Polícia suspeita que ex-integrantes do governo Flamarion Portela teriam recebido salários de servidores "fantasmas"

Fraudador recebia até restituição do IR

JAIRO MARQUES
DA AGÊNCIA FOLHA, EM BOA VISTA

Dois ex-integrantes do governo Flamarion Portela (PT) e um deputado estadual de Roraima são investigados por suspeita de terem feito declarações de Imposto de Renda e recebido a restituição do imposto em nome de funcionários "fantasmas", de acordo com a força-tarefa que investiga o "escândalo dos gafanhotos".
As três autoridades também receberiam parte do salário desses funcionários, conhecidos como "gafanhotos" (uma vez que "comiam" a folha de pagamentos). De acordo com as investigações da força-tarefa, os "gafanhotos", cerca de 5.500, passavam procurações para cerca de 60 pessoas que agiam em nome de 30 autoridades -entre ex-deputados, atuais parlamentares e outros.
Os procuradores receberiam os salários (de R$ 400 a R$ 4.000) do governo, que eram pagos por uma empresa privada, e repassariam de R$ 100 a R$ 400 ao "gafanhoto". O restante seria entregue às autoridades que conseguiam colocar os nomes dos "fantasmas" na lista de servidores estaduais numa tabela especial.
Em depoimentos à força-tarefa (da Polícia Federal e dos Ministérios Públicos Federal e Estadual) aos quais a Agência Folha teve acesso, "gafanhotos" declararam ter ficado "surpresos" quando tentaram fazer as declarações de isento do Imposto de Renda ou quando tentaram recadastrar o CPF (Cadastro de Pessoas Físicas). Eles descobriram que os procedimentos legais já haviam sido realizados e que inclusive existiam valores do Imposto de Renda a serem restituídos.

Ex-deputados
Os depoentes seriam ligados, de acordo com a força-tarefa, ao ex-diretor da Polícia Judiciária do Estado Ângelo Paiva, que está preso, e à ex-secretária da Articulação Municipal Vera Regina, ambos também ex-deputados e exonerados na semana passada, e ao atual parlamentar Jalser Renier (PFL).
O que a perícia da Polícia Federal levantou, com base em documentos fornecidos pelo próprio governo ou apreendidos durante as investigações, é que sobre os vencimentos dos gafanhotos não havia incidência de tributos ou mesmo de contribuições, o que, por si só, anularia qualquer operação com a Receita Federal.
O que ainda não se sabe é como era deduzido o valor que teria sido pago para a Receita Federal e como o dinheiro da restituição do Imposto de Renda teria ido parar nos bolsos dos envolvidos.

"Gafanhotos"
A doméstica Raimunda Batista Filho, 38, mãe de três filhos pequenos, afirma em depoimento que descobriu que seu nome havia sido usado duas vezes: uma, quando ela soube que era funcionária do Estado, recebendo R$ 2.000; a segunda vez, quando ela foi fazer sua declaração de isenta do IR e soube que o procedimento de declaração do imposto já havia sido realizado.
"Eu recebia R$ 100 por mês, mas pensava que era porque eu tinha trabalhado na campanha da Vera Regina.
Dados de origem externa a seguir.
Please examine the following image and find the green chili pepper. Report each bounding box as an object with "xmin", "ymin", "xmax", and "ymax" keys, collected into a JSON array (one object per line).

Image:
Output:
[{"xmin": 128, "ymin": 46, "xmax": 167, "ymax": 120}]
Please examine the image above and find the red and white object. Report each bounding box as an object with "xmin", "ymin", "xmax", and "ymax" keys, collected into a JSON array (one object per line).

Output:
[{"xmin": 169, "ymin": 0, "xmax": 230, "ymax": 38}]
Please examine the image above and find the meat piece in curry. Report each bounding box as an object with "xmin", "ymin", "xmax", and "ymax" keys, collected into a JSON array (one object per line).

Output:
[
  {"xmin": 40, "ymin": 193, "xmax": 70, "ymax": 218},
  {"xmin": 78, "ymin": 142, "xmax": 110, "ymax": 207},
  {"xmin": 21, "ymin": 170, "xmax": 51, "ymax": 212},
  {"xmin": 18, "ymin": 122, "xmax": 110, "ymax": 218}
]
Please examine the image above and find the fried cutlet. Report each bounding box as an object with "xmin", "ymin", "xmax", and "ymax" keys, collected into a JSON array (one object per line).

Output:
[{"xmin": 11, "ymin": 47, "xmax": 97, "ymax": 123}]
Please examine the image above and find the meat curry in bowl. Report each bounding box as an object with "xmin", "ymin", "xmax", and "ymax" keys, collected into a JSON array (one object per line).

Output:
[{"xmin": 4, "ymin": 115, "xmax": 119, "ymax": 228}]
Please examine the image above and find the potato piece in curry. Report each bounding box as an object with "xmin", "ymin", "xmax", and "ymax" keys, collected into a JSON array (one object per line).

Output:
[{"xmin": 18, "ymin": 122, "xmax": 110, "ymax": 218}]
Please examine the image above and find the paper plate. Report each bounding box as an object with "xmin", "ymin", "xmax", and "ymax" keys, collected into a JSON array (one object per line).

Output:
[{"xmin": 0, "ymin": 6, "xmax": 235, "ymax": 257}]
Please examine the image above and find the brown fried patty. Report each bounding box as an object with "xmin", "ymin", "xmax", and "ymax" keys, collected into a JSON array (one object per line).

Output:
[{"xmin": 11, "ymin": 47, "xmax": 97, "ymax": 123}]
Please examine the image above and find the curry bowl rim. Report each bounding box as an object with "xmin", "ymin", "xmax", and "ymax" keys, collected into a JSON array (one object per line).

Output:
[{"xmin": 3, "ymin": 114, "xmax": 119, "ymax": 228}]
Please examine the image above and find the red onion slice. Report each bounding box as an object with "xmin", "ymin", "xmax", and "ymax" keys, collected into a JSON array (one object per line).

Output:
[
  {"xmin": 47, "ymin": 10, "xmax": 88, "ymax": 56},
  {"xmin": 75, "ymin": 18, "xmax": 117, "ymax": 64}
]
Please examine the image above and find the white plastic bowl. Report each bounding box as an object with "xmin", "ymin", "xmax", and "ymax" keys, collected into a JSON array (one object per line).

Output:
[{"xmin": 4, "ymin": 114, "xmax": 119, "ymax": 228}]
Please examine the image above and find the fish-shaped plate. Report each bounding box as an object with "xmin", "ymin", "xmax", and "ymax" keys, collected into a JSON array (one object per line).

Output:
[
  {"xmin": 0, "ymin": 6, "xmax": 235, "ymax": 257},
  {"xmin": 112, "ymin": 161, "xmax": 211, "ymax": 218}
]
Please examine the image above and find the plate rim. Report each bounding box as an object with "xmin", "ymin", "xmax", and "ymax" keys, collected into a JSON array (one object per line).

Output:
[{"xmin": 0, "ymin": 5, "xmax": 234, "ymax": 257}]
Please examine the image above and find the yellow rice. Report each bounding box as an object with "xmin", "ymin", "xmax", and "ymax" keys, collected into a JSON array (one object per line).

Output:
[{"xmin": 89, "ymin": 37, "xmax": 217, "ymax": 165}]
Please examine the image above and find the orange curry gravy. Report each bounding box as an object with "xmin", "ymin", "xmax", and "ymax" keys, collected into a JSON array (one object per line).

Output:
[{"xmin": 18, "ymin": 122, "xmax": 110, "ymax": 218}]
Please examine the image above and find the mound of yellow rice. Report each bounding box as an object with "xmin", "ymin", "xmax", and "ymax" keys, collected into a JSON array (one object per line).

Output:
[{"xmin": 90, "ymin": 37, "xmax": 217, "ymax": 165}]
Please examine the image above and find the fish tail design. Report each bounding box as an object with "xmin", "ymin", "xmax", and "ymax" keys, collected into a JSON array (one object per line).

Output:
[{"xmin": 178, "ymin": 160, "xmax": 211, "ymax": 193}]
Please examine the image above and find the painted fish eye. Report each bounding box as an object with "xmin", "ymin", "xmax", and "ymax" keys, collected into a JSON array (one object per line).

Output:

Levei um susto quando a filha de um vizinha, que foi fazer fazer o negócio com o meu CPF [declaração de isenta] me falou que tudo já tinha sido feito e que tinha até dinheiro pra receber", declarou a doméstica à Agência Folha. Ela afirma que não sabe onde foi parar o dinheiro.
A depoente Maria Zilda Correia, que seria "gafanhoto" do deputado Jalser Renier (PFL), declarou que teve sua declaração de imposto feita por uma pessoa ligada ao parlamentar e que "descobriu" que tinha direito a receber R$ 1.000.
Outra que teria tido seu nome usado duplamente é a costureira Maria do Amparo de Oliveira, 40, que também prestou depoimento. "Imagina que morando nesta casa [ainda em construção em um bairro pobre de Boa Vista, capital do Estado] eu tivesse dinheiro para receber do governo [a restituição do Imposto de Renda]", afirmou à Agência Folha.